What about JAK inhibitors? Ruxolitinib is FDA-approved for the treatment of polycythemia vera, but only in patients who are resistant or intolerant to hydroxyurea. So if that's the case, why not just use hydroxyurea at the get- go? Well, certainly there is retrospective data to show that hydrea, as compared to phlebotomy alone, may have a benefit in terms of reduction in thrombotic risk, but there really isn't any data to show that it helps with long-term outcomes. And again, you have data versus ropeginterferon showing that ropeginterferon is actually superior with regard to count control, but potentially also has an event-free survival benefit. We have a situation where starting this patient on aspirin and hydroxyurea is a possible consideration, but may not address symptoms or long-term disease control. Aspirin and phlebotomy certainly could be considered, but likely has no benefit with regards to long-term disease control.

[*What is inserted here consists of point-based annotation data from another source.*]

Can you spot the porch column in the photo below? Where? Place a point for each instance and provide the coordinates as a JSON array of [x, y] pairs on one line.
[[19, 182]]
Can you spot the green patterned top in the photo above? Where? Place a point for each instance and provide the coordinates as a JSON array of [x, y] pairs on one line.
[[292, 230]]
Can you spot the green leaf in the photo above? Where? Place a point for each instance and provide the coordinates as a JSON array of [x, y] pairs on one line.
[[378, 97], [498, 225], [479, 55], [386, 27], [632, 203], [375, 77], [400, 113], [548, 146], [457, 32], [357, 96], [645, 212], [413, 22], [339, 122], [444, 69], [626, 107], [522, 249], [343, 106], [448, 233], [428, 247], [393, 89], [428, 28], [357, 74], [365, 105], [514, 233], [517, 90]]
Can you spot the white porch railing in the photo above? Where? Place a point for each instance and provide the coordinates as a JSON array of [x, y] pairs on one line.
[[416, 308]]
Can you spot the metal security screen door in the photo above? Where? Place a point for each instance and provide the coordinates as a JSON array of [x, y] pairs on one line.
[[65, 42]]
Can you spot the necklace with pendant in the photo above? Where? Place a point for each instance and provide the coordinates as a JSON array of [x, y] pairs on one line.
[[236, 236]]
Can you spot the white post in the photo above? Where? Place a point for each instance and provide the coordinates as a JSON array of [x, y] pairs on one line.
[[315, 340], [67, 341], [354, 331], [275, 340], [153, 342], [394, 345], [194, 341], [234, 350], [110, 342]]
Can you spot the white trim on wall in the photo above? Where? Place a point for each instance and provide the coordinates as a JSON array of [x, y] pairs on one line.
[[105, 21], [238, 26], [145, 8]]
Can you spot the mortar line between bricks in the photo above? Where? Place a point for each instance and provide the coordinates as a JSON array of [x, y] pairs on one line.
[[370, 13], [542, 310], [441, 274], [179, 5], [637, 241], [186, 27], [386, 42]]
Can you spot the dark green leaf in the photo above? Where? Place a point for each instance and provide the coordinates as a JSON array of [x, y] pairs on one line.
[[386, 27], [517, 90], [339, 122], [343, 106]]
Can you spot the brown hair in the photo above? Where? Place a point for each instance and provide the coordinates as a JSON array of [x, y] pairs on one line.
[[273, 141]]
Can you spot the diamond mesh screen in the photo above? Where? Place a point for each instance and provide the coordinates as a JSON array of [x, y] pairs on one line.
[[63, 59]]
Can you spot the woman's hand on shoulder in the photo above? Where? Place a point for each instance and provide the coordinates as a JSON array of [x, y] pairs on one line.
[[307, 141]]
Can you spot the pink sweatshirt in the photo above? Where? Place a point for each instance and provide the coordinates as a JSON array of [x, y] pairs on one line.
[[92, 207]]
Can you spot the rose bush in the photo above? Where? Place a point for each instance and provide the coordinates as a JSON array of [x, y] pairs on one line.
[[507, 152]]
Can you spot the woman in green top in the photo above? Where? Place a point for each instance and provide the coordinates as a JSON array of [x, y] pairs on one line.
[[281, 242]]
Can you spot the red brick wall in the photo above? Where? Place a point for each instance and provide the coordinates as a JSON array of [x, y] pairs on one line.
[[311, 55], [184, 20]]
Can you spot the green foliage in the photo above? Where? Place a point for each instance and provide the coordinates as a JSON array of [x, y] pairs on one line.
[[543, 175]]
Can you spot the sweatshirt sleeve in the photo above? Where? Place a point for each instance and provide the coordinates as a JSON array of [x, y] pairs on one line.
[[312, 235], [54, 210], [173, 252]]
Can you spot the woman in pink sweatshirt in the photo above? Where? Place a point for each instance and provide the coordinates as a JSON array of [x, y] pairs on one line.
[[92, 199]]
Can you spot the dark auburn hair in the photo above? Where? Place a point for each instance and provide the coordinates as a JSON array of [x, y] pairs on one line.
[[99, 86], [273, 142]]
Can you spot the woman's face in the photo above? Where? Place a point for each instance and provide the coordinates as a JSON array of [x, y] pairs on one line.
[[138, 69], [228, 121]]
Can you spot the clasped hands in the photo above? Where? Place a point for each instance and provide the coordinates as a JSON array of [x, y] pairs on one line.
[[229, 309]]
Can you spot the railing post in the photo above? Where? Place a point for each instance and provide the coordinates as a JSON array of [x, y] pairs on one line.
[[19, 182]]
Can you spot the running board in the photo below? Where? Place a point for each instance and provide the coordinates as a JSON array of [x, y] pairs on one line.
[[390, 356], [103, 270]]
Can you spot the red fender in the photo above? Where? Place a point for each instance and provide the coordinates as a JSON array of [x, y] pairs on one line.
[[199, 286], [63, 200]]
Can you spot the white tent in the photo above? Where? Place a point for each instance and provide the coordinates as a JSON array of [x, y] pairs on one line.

We have the option here of ropeginterferon as a first-line approved therapy. That is a very reasonable thing. Ruxolitinib could be considered, but again, only if the patient is started on hydroxyurea potentially as a bridge to going on to ruxolitinib. There's also emerging event-free survival data supporting the use of ruxolitinib, but ropeginterferin can be used here in the frontline.
There are some other data to keep in mind. There have been upfront trials in younger, low-risk patients like this patient, randomized trials versus phlebotomy, ropeginterferon versus phlebotomy that have initially shown benefit with ropeginterferon. One randomized study that has shown this. There is a study, a retrospective study looking at outcomes of patients treated with interferons, hydroxyurea, or phlebotomy in terms of risk of their disease progression.
What it turns out from that analysis is that there is a long-term benefit for patients who are on interferons. This is historic data, so we always have to be careful with historic data, but nonetheless, the bulk of the data would suggest that interferons do potentially have disease-modifying activity. And in a patient like this who is really worried about long-term outcomes, that is a very reasonable choice to make.